Eventually they came to take me up to Unit 8A of the University Hospital to my room. This room is much smaller than previous rooms I've been in, and no personal fridge, so it kind of works out that Alan wasn't able to come with me because there is only a really uncomfortable looking chair for him to sleep in, they don't have cots or anything like that. I do have a really nice view though, and I saw a beautiful sunrise from my window on Wednesday morning. 

About 12-18 hours after making it up to my new room my fever eventually stabilized and I haven't had a fever at all today (Thursday). They also found out that my blood cultures (in both my port and from my IV) came back positive for e coli. I had e coli last time too. Luckily no VRE this time. My doctor said that the reason that I am getting these infections is most likely because the very strong chemo that I am on thins the wall of the intestines that normally protects from gut bacteria getting into the bloodstream, and when they are thinned out then the bacteria that is naturally already there can sneak through into the blood. So for all my million precautions, avoiding my cats, avoiding going out in public, sanitizing everything, etc. basically none of it could have prevented this. 

I have since had two more sets of blood cultures drawn, and they both haven't shown any bacteria yet. This is an indicator that the IV antibiotics I'm on have taken care of the infection, which is good. In order for me to be considered "clear" the final sample drawn this morning has to go two days with no growths and I have to maintain my fever-free state. Other requirements to go home are neutrophils over 500 (as of Thursday they were 300) and they need to figure out what type of antibiotics to send me home on, because clearly both the Cipro that Karmanos sent me home with after the induction chemo and the levofloxacin that UofM sent me home with this time were ineffective at preventing the e coli. They are thinking that it might need to be an IV antibiotic situation since two oral forms have already failed. 

Aside from the infection, a couple other problems have popped up since I've been here. One is some pain on my left side. I would almost describe it as a floating pain. Sometimes it's in my rib cage, other times it feels like its in my abdomen, sometimes lower like in my hip bone area. The doctors think that it is musculoskeletal caused by pulling/straining something either because of coughing so hard for so long or from my shaking during my fever chills. I feel like the pain is more internal than that though and they decided to do a CT scan today. I went at 430 pm and I expect I won't get the results until Friday unless something had been emergently wrong. The main thing that I'm paranoid about is an infection or other issue with my appendix. I don't know why I am specifically paranoid about that, but I am even further paranoid about needing some sort of emergency surgery when I have no platelets and no immune system. Just sounds like a recipe for disaster. 

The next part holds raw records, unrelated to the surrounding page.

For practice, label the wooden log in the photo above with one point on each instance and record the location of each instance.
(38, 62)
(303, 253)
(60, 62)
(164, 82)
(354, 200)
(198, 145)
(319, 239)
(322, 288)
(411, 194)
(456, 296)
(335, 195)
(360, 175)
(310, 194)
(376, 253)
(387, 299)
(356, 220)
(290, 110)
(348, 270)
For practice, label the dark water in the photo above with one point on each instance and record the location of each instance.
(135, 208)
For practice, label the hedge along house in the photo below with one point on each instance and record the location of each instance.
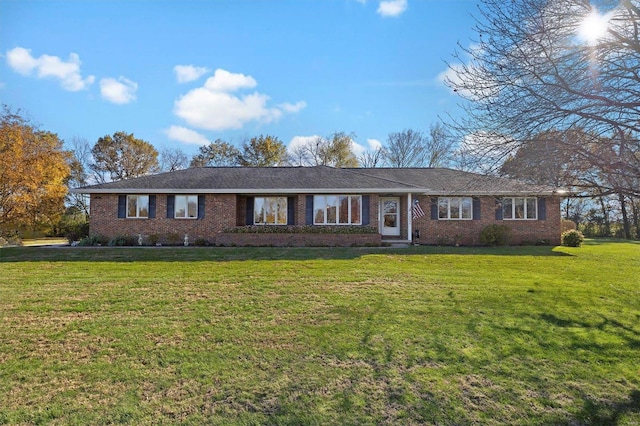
(322, 206)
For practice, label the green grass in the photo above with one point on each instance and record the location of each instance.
(523, 335)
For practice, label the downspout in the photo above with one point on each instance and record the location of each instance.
(409, 217)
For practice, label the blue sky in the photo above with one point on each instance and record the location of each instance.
(181, 73)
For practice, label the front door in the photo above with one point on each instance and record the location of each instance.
(390, 216)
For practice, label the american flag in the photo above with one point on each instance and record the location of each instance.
(416, 210)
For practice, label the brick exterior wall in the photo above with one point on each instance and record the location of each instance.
(223, 211)
(467, 232)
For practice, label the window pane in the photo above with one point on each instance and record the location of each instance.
(344, 209)
(193, 205)
(355, 210)
(466, 208)
(143, 206)
(519, 208)
(181, 206)
(258, 211)
(443, 208)
(454, 208)
(531, 208)
(282, 211)
(332, 209)
(507, 208)
(319, 208)
(270, 209)
(390, 206)
(132, 206)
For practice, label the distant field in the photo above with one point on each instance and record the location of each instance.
(452, 336)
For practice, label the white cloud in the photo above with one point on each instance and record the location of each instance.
(300, 141)
(68, 73)
(215, 106)
(120, 91)
(293, 108)
(374, 144)
(225, 81)
(182, 134)
(187, 73)
(392, 8)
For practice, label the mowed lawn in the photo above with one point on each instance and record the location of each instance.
(424, 335)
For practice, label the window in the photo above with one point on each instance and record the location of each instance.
(138, 206)
(186, 207)
(455, 208)
(270, 211)
(519, 208)
(337, 210)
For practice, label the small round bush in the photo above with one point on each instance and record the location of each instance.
(572, 238)
(495, 235)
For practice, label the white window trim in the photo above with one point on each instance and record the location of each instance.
(186, 211)
(513, 208)
(349, 223)
(264, 223)
(448, 199)
(137, 216)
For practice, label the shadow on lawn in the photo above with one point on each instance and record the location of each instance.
(599, 413)
(222, 254)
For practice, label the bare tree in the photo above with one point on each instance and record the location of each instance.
(532, 72)
(334, 151)
(439, 146)
(172, 159)
(372, 158)
(217, 154)
(406, 149)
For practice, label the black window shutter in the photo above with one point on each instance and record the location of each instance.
(201, 199)
(291, 210)
(476, 208)
(152, 206)
(366, 213)
(542, 209)
(249, 220)
(308, 210)
(498, 209)
(434, 208)
(171, 205)
(122, 206)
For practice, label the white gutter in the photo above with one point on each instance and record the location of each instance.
(390, 191)
(409, 216)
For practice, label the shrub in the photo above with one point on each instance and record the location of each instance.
(154, 239)
(123, 240)
(93, 240)
(10, 238)
(302, 229)
(572, 238)
(201, 242)
(495, 235)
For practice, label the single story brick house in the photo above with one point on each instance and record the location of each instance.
(310, 204)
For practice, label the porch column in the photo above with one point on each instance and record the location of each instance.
(409, 216)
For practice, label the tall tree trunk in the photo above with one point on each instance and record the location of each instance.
(625, 217)
(605, 218)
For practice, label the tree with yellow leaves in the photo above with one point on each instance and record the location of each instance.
(33, 172)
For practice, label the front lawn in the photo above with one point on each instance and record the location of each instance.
(523, 335)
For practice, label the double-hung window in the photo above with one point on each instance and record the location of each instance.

The other thing that is going on were some bumps that I noticed in my pelvic area. I was rolling over while trying to sleep and felt a twinging pain and I felt a couple of bumps. I called for my nurse, who brought in the on-call night doctor and he thought it was ingrown hairs. I told my main medical team about it in the morning and Dr. Bixby said it looks more like a goose-egg type bruise (think like when you bang your shin on a table leg), which could have been caused by cleaning the area too vigorously. We will continue to monitor those as well, but he didn't think they were inflammation or a cyst or infection or anything. 

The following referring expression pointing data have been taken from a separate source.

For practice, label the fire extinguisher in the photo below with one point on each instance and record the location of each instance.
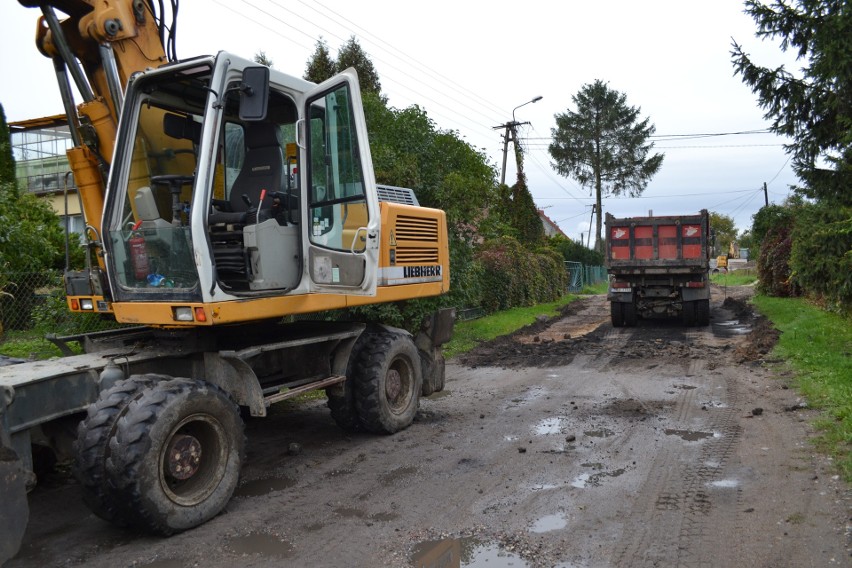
(138, 253)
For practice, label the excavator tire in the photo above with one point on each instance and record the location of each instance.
(631, 319)
(14, 508)
(176, 455)
(688, 314)
(341, 398)
(91, 448)
(388, 381)
(616, 313)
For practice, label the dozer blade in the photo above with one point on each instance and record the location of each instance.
(15, 511)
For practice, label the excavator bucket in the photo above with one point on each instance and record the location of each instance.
(15, 511)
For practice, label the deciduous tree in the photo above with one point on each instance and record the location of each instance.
(604, 146)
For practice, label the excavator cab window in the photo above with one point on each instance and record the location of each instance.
(255, 206)
(338, 204)
(149, 232)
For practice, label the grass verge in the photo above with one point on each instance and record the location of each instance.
(817, 345)
(735, 278)
(467, 334)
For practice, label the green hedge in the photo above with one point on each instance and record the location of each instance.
(515, 276)
(821, 254)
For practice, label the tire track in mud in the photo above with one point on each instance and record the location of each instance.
(673, 521)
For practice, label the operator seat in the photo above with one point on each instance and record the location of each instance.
(262, 168)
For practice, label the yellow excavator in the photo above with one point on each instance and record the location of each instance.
(221, 199)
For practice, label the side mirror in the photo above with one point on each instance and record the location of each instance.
(254, 93)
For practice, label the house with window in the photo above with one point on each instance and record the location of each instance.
(39, 146)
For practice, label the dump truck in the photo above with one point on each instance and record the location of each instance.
(223, 202)
(659, 267)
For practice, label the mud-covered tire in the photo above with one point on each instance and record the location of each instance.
(176, 456)
(631, 319)
(91, 448)
(341, 398)
(616, 314)
(702, 313)
(688, 314)
(388, 381)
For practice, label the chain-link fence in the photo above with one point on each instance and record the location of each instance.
(580, 275)
(34, 302)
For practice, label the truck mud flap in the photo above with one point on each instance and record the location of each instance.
(15, 511)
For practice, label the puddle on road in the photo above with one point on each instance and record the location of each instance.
(581, 480)
(165, 563)
(731, 328)
(439, 394)
(398, 474)
(725, 483)
(529, 396)
(463, 553)
(689, 435)
(594, 479)
(548, 426)
(549, 523)
(260, 487)
(543, 486)
(602, 433)
(262, 544)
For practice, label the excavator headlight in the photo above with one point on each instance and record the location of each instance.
(182, 313)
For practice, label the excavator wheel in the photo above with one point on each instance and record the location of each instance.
(341, 398)
(91, 448)
(702, 313)
(176, 455)
(388, 381)
(630, 317)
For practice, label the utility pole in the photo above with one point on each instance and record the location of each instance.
(589, 244)
(512, 134)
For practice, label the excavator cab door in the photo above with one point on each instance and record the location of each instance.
(341, 221)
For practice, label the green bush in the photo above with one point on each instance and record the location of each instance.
(515, 276)
(773, 265)
(821, 255)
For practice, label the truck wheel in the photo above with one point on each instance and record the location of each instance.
(91, 448)
(702, 312)
(688, 314)
(630, 317)
(388, 382)
(176, 455)
(616, 312)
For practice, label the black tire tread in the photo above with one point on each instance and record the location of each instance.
(378, 348)
(132, 442)
(91, 448)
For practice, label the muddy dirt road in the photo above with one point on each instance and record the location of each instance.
(573, 444)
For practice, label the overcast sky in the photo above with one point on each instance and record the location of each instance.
(470, 63)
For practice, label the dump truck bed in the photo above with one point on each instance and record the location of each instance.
(668, 244)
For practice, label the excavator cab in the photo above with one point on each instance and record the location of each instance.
(231, 184)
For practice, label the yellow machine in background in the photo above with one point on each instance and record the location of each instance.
(238, 197)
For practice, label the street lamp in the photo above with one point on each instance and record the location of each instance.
(533, 100)
(511, 128)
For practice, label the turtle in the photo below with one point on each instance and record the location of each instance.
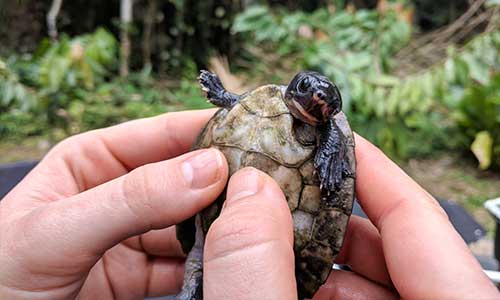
(298, 135)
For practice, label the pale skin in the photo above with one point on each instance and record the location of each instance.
(94, 221)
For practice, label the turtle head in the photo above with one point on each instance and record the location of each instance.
(312, 98)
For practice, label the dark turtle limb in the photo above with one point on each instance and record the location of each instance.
(330, 161)
(216, 93)
(192, 288)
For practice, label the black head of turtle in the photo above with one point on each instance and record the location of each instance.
(312, 98)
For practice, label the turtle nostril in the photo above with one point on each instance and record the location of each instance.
(321, 95)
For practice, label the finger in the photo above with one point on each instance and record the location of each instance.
(162, 242)
(362, 251)
(417, 236)
(111, 277)
(249, 248)
(347, 285)
(154, 196)
(86, 160)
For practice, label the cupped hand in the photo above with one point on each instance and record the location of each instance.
(93, 219)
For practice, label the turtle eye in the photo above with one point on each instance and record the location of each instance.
(304, 86)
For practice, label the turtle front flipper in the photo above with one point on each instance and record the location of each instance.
(216, 93)
(330, 161)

That's pretty much all for now, more updates once I'm finally home! 

Special thanks to: 

my sister Lauren for staying with me all weekend while Alan was in Toronto (and helping organize my clothes!), and staying with me during my transfusions on Monday

my mom and Phil for driving over 200 miles (and 4 hours of travel time) to drive from their house to pick me up, drop me off in ann arbor, then go back home, pick me up after my transfusions, and drive me home so that we could ensure Alan could go to his own important doctor's appointment that day

Rachel for getting me here and staying with me a few hours in the ER

Christen and Dave for visiting and bringing me lunch (on their wedding anniversary no less!),

my mother and father in law for visiting and bringing my computer which I had forgotten at home

Kelley for visiting today and bringing me lunch

And last but not least to Alan for holding down the fort at home while I'm in the hospital; taking care of the cats, doing the major spring clean up of our yard, and cleaning up the house all while he's been battling a pretty nasty sinus infection himself. Hopefully he's better before I come home so that we can actually be together. 

Much love to you all!!

June 1, 2018 - 3 of 3 What does remission really mean?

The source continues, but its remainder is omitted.